Charles et son amie Nelly assistent au spectacle que reluque une nombreuse assistance médusée. Lisa pratique ses jeux de barres entièrement nue ! Malheureusement elle est découverte peu après, assassinée, le bas-ventre lacéré comme si on avait voulu la dépiauter, et le piano est éventré.

Tout comme à Paris, la rue est en effervescence. Les différentes associations et partis politiques de droite et extrême-droite manifestent violemment. Le suicide de Stavisky, et le scandale qui continue à alimenter les journaux et les embarras de la classe politique, est à l'origine de ces émeutes. Et rien pour éteindre le feu de l'antisémitisme et du racisme.

C'est dans ce contexte que le commissaire Demeyer demande à son neveu Charles Bertin de se fourvoyer dans ces groupuscules, Croix-de-Feu, Alliance française et autres, et de se comporter en taupe de Roger Salengro, le maire socialiste de la cité nordiste. Un véritable cas de conscience pour ce jeune instituteur qui s'est bagarré avec un de ses collègues justement parce que celui-ci se montrait arrogant en déclarant sa flamme aux idées d'extrême-droite. Un conflit qui vaut à Charles Bertin de se retrouver éloigné de l'Education Nationale pour quelques semaines, étant l'agresseur et malgré son bon droit.

 

La montée de l'extrême-droite, l'antisémitisme et le racisme, dont le liant est la précarité de l'emploi, cela nous ramène à une époque actuelle. Pourtant tout ceci se déroule en 1934, alors que venant d'Outre-Rhin et en Italie les noms de Hitler et Mussolini dépassent les frontières.

Dans ce contexte historique nauséeux, qui prend son origine dans des magouilles financières, l'histoire se répète, se greffe une intrigue policière fort habilement menée.
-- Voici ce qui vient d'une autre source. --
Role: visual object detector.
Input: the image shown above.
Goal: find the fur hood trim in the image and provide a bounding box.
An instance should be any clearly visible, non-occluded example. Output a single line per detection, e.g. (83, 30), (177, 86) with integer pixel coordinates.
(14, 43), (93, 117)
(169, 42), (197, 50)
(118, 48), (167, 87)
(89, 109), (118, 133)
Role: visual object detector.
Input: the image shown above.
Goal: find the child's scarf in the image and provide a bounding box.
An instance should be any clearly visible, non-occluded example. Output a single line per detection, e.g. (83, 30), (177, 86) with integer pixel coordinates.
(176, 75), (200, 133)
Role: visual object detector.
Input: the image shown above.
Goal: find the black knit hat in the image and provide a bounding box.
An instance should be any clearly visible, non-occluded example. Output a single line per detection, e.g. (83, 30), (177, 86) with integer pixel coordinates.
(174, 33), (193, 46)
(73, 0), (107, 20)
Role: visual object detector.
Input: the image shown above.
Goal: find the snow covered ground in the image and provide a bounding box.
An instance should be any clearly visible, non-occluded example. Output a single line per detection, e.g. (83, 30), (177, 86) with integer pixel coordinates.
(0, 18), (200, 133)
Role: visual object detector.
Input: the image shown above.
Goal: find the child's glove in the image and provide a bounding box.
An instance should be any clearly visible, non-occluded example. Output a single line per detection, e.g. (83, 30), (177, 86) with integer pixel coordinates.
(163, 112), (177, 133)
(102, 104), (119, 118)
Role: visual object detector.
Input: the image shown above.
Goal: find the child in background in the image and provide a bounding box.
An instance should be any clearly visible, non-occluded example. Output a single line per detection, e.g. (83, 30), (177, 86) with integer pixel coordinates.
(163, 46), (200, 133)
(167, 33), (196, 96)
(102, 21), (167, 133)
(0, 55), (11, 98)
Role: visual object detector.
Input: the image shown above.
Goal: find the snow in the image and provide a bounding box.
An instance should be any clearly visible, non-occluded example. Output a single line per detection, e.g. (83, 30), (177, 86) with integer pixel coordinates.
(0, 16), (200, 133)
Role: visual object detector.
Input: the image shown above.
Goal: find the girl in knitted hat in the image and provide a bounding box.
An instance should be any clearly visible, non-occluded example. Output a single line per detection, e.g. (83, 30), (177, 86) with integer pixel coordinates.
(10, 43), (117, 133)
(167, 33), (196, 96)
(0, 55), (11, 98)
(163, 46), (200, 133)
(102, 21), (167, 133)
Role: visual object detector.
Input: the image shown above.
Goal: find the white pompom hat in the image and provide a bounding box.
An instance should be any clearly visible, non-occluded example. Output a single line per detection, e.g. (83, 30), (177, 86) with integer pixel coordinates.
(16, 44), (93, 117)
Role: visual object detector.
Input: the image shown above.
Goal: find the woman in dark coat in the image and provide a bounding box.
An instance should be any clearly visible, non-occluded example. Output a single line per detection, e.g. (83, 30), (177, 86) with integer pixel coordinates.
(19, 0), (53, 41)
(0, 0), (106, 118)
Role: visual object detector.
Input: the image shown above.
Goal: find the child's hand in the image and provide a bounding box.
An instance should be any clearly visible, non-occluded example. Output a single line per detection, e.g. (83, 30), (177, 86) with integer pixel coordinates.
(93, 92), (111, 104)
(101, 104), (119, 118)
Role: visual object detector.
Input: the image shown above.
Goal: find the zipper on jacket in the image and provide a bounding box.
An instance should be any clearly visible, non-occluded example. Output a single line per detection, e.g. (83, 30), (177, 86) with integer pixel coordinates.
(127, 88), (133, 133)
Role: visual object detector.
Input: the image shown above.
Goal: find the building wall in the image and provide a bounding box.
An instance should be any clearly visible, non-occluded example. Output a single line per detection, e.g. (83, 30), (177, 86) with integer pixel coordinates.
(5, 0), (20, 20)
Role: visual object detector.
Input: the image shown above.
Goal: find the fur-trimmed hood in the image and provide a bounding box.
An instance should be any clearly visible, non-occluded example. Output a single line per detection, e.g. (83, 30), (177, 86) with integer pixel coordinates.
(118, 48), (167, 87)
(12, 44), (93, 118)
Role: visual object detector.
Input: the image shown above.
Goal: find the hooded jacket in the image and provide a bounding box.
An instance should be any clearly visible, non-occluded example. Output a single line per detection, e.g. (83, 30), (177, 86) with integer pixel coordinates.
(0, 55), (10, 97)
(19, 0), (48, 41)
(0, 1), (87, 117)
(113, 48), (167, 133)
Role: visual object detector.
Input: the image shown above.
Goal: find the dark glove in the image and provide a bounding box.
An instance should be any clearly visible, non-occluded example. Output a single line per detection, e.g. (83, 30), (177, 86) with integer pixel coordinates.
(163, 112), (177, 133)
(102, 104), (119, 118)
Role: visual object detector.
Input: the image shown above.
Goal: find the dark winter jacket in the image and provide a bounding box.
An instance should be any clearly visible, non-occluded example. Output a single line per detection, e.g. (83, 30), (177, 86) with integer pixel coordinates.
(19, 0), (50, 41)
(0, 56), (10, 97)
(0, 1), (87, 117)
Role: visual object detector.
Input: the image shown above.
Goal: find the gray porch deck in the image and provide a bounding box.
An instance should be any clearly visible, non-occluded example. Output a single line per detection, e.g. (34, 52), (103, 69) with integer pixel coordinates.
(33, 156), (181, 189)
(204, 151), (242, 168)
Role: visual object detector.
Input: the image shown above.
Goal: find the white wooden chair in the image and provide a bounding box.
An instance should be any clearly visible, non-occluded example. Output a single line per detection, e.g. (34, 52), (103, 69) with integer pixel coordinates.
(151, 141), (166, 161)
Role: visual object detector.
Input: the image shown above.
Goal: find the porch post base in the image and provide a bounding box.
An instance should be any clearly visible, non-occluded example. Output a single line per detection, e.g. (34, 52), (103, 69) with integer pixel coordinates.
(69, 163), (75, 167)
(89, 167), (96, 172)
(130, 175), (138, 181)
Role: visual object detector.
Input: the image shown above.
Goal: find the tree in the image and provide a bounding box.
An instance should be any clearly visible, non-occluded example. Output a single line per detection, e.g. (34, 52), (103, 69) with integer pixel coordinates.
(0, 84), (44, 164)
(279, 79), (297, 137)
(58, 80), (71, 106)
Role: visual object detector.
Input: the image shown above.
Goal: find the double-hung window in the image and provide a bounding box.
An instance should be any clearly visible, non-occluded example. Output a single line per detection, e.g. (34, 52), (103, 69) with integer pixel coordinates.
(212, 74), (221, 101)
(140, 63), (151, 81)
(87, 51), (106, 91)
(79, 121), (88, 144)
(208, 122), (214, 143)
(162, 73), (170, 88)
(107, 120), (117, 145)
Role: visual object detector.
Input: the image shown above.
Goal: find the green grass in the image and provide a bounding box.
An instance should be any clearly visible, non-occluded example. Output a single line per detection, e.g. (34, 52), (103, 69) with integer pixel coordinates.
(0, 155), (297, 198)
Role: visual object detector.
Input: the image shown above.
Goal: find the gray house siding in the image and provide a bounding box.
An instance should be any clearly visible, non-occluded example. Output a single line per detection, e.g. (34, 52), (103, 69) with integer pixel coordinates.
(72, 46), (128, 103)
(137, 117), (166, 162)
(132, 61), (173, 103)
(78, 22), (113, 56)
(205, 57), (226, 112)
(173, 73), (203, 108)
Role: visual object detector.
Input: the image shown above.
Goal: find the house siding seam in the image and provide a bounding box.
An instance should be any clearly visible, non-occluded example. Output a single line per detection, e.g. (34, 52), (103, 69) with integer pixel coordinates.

Les personnages secondaires prennent autant de place que les rôles principaux car Michel Quint sait mettre en valeur ces représentants du peuple, dont les idées de gauche sont humanistes, les truands qui traficotent, mais également ceux qui profitent des situations, des opportunistes, sans oublier ce couple de médecins légistes qui officient sur les cadavres sans pour autant négliger la chair fraîche.

Et dans ce petit monde qui gravite, signalons cet brave homme qui a gagné le gros lot à la loterie et vient avec une brouette chercher son gain, le couple de bistrotiers qui ont vendu le billet gagnant ou encore Jojo, le kiosquier qui ne comprend pas le retournement de veste de son ami Charles Bertin.

 

Michel Quint fut professeur de propédeutique théâtrale. Et comme dans pratiquement tous ses romans, le spectacle sous toutes ses formes prend une place importante dans l'intrigue. Dans Fox-trot, le théâtre est représenté avec Charles Bertin l'instituteur qui monte des pièces de théâtre avec ses élèves, mettant en scène un épisode de la Révolution Française. Mais le spectacle produit par Lisa est très visuel, réservé aux adultes naturellement. Et bientôt c'est Carnaval qui va investir les rues de Lille tandis qu'au théâtre est jouée l'opérette l'Auberge du Cheval blanc.

Une nouvelle réussite à mettre à l'actif de Michel Quint qui retrouve la verve des Grands Ducs ou des Joyeuses, dans un contexte historique proche de Veuve Noire.

 

Michel QUINT : Fox-trot. Editions Héloïse d'Ormesson. Parution 8 octobre 2015. 336 pages. 20,00€.